Federally backed lending saw a growing share, though, thanks to mortgages coming through the FHA and VA. FHA-sponsored applications accounted for 12.9% of volume, up from 12.7% a week earlier. VA-guaranteed loans nabbed an 11.7% slice, rising from 11.3%. U.S. Department of Agriculture loans maintained the same 0.4% portion week over week. 

The seasonally adjusted Government Index increased faster than the pace overall, with a 5.2% surge.

Fixed interest rates fell across the board in the MBA survey, with the contract average for 30-year jumbo mortgages tumbling 8 basis points to 7.31% from 7.39% seven days prior. Points were unchanged at 0.46.

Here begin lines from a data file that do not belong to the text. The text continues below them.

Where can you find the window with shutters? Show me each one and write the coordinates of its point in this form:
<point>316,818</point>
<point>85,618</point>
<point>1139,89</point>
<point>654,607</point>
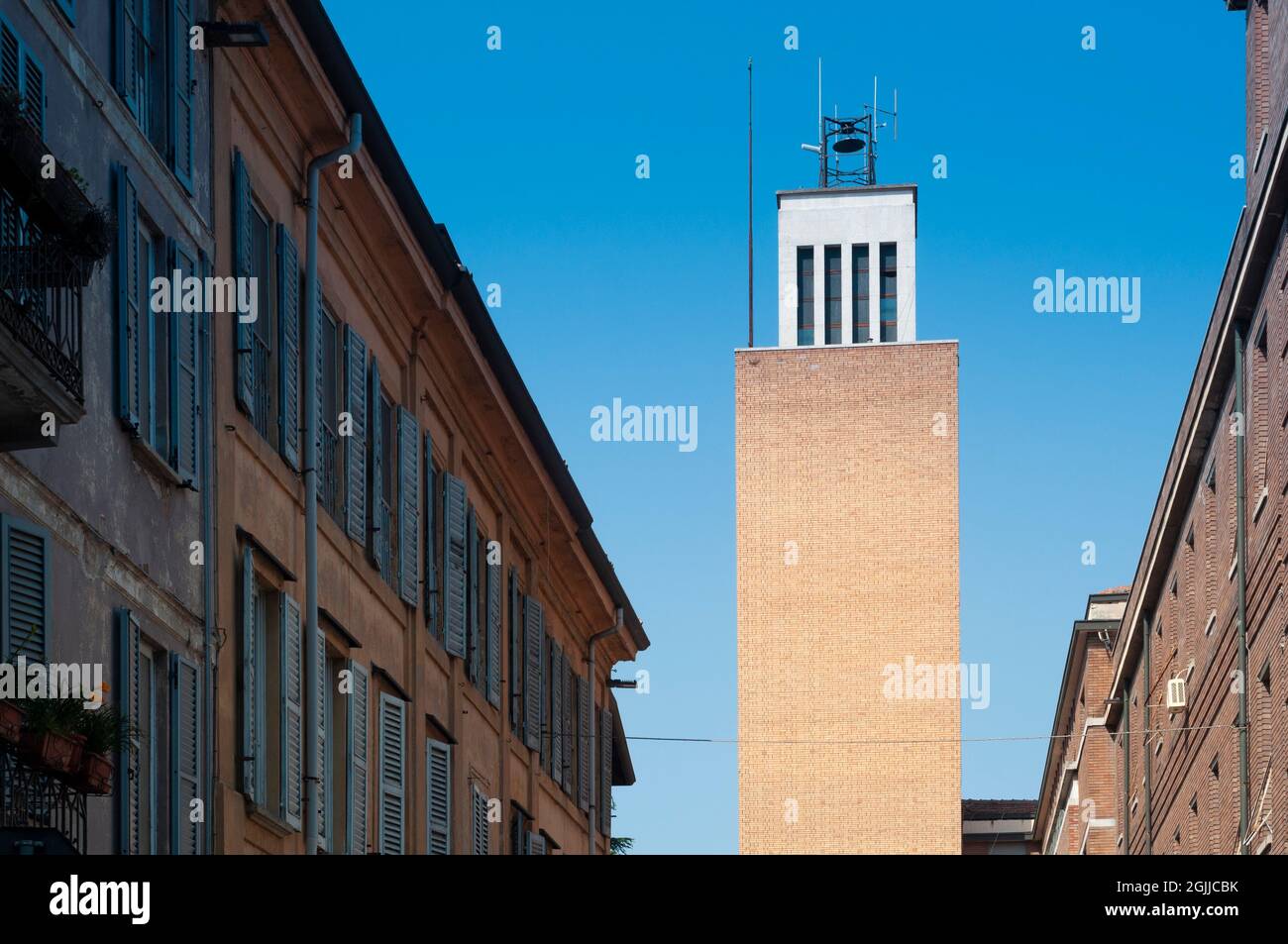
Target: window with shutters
<point>22,75</point>
<point>158,351</point>
<point>271,681</point>
<point>331,488</point>
<point>155,73</point>
<point>26,591</point>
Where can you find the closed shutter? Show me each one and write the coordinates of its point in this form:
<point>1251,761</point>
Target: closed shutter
<point>34,91</point>
<point>356,458</point>
<point>292,713</point>
<point>25,591</point>
<point>493,634</point>
<point>570,730</point>
<point>288,347</point>
<point>185,404</point>
<point>250,679</point>
<point>11,59</point>
<point>472,594</point>
<point>377,536</point>
<point>438,797</point>
<point>323,703</point>
<point>429,570</point>
<point>584,745</point>
<point>127,54</point>
<point>129,291</point>
<point>245,385</point>
<point>391,775</point>
<point>455,515</point>
<point>533,630</point>
<point>555,685</point>
<point>605,772</point>
<point>408,502</point>
<point>129,787</point>
<point>180,95</point>
<point>480,827</point>
<point>184,755</point>
<point>515,674</point>
<point>359,759</point>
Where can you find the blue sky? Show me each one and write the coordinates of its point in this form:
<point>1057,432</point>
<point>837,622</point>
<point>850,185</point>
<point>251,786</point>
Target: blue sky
<point>1106,162</point>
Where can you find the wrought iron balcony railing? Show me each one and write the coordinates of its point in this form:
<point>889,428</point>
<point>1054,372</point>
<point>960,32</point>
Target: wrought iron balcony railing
<point>33,798</point>
<point>40,295</point>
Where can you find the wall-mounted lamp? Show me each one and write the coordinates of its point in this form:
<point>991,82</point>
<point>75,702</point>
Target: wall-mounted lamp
<point>223,34</point>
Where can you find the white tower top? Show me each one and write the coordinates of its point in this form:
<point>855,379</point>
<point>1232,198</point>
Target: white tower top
<point>848,265</point>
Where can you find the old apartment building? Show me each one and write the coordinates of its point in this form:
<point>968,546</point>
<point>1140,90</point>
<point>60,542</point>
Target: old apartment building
<point>455,695</point>
<point>1192,694</point>
<point>848,544</point>
<point>104,480</point>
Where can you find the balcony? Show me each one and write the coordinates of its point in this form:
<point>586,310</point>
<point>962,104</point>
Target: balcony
<point>40,814</point>
<point>52,243</point>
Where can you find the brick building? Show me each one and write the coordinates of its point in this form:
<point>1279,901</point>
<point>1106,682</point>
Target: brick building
<point>1194,700</point>
<point>848,546</point>
<point>449,694</point>
<point>97,520</point>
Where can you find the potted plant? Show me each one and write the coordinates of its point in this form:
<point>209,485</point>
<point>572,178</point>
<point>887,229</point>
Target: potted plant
<point>106,732</point>
<point>11,723</point>
<point>50,737</point>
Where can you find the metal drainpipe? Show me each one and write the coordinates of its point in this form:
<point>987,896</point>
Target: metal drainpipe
<point>1240,548</point>
<point>1144,742</point>
<point>310,483</point>
<point>1126,739</point>
<point>593,760</point>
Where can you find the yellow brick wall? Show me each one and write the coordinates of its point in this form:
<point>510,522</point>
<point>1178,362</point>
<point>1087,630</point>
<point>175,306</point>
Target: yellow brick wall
<point>850,454</point>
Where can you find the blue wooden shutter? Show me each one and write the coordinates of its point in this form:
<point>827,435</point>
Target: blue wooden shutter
<point>454,541</point>
<point>360,762</point>
<point>292,712</point>
<point>480,827</point>
<point>243,265</point>
<point>533,630</point>
<point>323,700</point>
<point>570,732</point>
<point>129,290</point>
<point>11,59</point>
<point>408,502</point>
<point>125,54</point>
<point>430,565</point>
<point>515,674</point>
<point>184,755</point>
<point>472,592</point>
<point>288,347</point>
<point>129,702</point>
<point>605,772</point>
<point>493,634</point>
<point>356,404</point>
<point>33,91</point>
<point>181,75</point>
<point>584,743</point>
<point>391,775</point>
<point>184,378</point>
<point>557,732</point>
<point>438,797</point>
<point>376,532</point>
<point>250,679</point>
<point>25,591</point>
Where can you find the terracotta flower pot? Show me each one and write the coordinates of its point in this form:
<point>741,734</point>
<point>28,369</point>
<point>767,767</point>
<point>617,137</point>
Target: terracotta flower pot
<point>95,775</point>
<point>54,752</point>
<point>11,723</point>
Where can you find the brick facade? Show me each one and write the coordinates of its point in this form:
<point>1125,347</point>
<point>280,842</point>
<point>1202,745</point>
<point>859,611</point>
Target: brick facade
<point>848,563</point>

The contract 30-year interest rate on FHA-backed applications headed back under the 7% threshold for the first time in three weeks, plunging 17 basis points to 6.92% from 7.09% during the previous survey period. At the same time, points fell to 0.91 from 0.98 for 80% LTV loans.

The average contract rate for 15-year fixed mortgages fell to 6.6% from 6.74% week over week. The typical borrower pulled points back to 0.59 from 0.63.

Meanwhile, the contract 5/1 ARM average ended last week unchanged at 6.6%. Points used to help buy down the rate, which starts fixed for 60 months, took a 10 basis point drop to 0.65 from 0.75 a week earlier.